Murielle Ravina a demandé à être rémunérée pour médiatiser son image et a rompu son contrat avec Primerose Obeegadoo.
Murielle Ravina

Elle fait de nouveau parler d’elle. À peine rentrée, Murielle Ravina a fait savoir à ION News, jeudi 13 décembre, qu’elle a mis un terme au contrat qui la liait avec le comité organisateur de Miss Mauritius. Contrat qui devait prendre fin en 2019.

Ensuite, la jeune femme de 23 ans entend demander une rémunération “pour tout ce qui est médiatisé”, arguant qu’elle a dû renoncer à son emploi en devenant Miss. Cette dernière déclaration a suscité son lot de commentaires mitigés sur Facebook.

Comment accueille-t-elle les réactions suscitées depuis sa décision de monnayer son image dans la presse ?

Je ne vais pas monnayer les interviews mais les reportages où on mettra en avant mon image. Une image que je veux mettre au profit de mon association que j’ai créée à Rodrigues en faisant de ma passion mon métier.

Quid de la rupture de contrat avec le comité organisateur de Miss Mauritius ?

Je n’en dirai rien pour l’instant. Je ferai une conférence de presse pour éclaircir tout ça.

Si Murielle Ravina préfère se taire sur ce sujet pour l’instant, dans son entourage, des langues se sont déjà déliées.

Depuis samedi, nous avons essayé d’avoir la version de Primerose Obeegadoo.
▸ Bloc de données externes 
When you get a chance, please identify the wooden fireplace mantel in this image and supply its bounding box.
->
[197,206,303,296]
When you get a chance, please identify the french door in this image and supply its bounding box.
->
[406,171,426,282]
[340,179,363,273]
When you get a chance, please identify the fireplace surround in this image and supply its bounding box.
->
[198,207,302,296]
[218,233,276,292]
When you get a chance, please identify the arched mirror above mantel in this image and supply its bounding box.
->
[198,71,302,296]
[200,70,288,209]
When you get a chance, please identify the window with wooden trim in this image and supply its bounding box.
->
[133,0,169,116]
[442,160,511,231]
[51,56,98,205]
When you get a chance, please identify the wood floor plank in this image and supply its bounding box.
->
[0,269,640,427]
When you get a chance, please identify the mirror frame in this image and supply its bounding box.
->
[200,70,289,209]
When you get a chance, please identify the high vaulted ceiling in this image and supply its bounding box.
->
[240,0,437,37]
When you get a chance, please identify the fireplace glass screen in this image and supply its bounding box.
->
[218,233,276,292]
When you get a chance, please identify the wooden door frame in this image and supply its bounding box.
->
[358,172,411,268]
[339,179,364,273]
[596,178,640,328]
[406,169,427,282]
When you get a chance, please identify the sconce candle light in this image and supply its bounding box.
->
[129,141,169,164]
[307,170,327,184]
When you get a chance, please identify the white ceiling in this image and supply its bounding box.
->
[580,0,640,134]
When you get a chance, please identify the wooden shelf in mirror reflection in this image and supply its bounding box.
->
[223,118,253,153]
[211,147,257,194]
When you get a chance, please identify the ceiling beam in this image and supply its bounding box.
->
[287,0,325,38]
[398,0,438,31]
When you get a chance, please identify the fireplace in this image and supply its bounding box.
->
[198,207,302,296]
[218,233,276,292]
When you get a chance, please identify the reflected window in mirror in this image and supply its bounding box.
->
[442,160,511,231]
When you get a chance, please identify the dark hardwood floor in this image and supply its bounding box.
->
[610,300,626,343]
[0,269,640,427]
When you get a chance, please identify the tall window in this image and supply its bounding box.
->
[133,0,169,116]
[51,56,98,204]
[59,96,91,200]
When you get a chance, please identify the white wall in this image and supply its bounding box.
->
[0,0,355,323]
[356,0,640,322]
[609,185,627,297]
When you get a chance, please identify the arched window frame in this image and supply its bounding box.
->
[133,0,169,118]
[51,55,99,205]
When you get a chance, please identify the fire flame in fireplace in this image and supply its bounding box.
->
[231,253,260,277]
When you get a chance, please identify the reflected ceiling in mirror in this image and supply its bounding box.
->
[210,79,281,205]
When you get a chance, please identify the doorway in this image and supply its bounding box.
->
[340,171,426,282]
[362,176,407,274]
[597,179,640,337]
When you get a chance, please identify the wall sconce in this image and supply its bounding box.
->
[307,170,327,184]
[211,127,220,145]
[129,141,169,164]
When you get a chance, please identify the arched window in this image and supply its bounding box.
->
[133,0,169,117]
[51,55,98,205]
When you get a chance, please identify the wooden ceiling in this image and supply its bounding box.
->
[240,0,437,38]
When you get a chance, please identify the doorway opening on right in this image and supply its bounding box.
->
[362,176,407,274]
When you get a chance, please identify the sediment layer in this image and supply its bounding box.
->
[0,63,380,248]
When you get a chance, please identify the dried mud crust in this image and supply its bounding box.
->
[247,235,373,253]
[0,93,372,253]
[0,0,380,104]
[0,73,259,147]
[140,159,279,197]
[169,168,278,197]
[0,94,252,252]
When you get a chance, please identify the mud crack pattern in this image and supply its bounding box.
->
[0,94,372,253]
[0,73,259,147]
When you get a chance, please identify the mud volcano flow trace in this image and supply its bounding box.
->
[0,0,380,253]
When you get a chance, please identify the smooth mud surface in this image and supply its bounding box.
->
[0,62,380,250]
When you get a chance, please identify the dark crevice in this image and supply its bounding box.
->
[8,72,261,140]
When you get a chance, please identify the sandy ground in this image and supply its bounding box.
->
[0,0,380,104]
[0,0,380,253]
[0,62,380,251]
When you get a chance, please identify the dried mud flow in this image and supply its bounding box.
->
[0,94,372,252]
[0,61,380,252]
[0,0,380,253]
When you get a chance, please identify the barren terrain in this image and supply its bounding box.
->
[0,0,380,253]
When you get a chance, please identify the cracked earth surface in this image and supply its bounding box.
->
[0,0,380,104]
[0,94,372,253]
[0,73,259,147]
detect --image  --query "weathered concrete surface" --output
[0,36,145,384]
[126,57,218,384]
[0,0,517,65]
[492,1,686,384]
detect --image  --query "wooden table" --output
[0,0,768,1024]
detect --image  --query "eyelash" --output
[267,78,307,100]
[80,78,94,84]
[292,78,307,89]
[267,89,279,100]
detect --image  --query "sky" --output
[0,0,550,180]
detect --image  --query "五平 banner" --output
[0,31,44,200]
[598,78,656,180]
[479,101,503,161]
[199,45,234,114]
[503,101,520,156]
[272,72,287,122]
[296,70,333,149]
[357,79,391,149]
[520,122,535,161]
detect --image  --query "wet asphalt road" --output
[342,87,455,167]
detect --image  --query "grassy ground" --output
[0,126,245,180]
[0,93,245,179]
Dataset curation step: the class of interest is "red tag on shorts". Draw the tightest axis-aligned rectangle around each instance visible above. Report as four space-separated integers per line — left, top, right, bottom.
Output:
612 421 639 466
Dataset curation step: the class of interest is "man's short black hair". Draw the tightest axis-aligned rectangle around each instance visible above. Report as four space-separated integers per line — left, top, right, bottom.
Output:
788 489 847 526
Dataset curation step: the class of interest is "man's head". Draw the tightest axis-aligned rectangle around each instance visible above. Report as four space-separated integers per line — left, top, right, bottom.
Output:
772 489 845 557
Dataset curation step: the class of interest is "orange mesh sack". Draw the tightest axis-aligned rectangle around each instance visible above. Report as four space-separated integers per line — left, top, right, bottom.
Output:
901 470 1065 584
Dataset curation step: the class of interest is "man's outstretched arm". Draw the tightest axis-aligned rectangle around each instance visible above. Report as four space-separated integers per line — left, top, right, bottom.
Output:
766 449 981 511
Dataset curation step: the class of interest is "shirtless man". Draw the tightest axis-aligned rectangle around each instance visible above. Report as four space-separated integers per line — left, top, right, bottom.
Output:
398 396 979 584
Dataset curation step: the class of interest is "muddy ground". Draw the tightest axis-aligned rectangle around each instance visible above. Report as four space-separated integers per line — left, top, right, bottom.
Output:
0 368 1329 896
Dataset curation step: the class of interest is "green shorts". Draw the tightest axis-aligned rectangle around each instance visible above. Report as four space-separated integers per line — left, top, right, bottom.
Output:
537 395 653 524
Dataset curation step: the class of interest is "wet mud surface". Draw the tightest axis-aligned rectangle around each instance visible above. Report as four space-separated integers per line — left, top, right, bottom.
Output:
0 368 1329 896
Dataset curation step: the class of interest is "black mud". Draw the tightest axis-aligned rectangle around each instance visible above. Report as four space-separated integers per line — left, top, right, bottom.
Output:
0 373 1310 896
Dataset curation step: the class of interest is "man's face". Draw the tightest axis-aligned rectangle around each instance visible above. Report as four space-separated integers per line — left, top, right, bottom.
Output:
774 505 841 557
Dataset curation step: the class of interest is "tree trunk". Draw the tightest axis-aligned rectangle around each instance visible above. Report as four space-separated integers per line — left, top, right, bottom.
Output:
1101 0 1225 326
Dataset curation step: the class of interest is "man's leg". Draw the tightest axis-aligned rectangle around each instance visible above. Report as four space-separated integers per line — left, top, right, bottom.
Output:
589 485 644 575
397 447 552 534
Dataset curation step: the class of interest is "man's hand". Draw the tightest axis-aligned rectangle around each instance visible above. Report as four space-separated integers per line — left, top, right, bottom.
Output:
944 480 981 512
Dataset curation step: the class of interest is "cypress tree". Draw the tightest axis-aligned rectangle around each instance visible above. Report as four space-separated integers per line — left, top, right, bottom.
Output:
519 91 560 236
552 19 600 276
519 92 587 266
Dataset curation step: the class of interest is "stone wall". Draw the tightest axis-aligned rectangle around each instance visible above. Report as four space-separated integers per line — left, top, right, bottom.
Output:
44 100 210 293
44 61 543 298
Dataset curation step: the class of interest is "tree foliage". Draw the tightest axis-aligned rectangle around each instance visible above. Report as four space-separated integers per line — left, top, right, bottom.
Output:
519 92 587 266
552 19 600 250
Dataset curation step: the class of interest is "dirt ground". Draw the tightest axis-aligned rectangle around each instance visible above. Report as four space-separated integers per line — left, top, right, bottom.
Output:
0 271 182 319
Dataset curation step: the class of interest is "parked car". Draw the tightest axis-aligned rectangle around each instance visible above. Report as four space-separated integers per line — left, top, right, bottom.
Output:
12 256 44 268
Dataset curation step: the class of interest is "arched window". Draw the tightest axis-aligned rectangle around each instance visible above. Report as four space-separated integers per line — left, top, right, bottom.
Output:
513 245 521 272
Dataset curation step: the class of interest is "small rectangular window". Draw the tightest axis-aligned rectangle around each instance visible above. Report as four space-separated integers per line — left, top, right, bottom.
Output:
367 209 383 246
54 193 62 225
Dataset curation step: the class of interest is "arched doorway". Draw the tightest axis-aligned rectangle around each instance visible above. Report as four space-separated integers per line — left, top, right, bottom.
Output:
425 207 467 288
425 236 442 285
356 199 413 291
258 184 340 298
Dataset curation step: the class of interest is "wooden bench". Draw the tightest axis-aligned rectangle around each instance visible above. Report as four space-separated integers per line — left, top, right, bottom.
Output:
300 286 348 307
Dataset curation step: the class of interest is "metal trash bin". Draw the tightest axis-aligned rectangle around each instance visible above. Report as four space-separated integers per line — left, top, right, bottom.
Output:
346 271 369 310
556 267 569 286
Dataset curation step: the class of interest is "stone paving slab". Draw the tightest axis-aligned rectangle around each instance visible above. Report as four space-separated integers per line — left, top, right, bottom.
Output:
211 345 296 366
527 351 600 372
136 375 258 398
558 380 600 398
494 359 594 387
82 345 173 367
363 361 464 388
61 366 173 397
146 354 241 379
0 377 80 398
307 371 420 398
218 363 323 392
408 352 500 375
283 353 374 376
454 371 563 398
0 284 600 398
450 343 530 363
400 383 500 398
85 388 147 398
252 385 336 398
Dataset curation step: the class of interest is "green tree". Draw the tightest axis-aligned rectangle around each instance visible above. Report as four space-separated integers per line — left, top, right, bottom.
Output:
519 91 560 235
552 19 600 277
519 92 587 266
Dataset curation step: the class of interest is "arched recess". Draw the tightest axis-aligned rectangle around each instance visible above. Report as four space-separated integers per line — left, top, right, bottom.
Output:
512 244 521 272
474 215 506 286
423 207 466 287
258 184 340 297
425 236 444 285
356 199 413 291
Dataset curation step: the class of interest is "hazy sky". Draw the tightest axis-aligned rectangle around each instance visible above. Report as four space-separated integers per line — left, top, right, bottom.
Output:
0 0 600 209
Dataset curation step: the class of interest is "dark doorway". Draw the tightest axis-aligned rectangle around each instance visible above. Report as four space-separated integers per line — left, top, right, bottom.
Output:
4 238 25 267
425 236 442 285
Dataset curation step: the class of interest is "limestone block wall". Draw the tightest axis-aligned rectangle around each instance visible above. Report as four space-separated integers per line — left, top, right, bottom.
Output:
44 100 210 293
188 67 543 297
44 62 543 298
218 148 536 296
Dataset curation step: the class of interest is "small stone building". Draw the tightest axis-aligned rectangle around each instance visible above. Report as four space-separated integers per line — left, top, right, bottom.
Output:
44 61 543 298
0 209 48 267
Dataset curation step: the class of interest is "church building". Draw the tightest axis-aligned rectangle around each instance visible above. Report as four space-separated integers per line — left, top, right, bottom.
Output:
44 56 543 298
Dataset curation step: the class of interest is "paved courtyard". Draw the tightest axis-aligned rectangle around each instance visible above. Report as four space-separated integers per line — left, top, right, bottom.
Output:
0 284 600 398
Le courriel que nous lui avons adressé et nos nombreux appels sont restés sans réponse.

Pour facturer la presse, Ameeksha Dilchand, Miss Mauritius 2011, ne partage pas l’avis de l’actuelle Miss.

J’ai accordé beaucoup d’interviews et je n’ai jamais pensé à demander une rémunération, que ce soit pour un entretien ou pour un reportage car pour que les Mauriciens nous respectent, il faut savoir que la presse a un grand rôle à jouer. Il faut respecter la presse, sinon elle ne va pas nous respecter. Mais, c’est le choix de Murielle.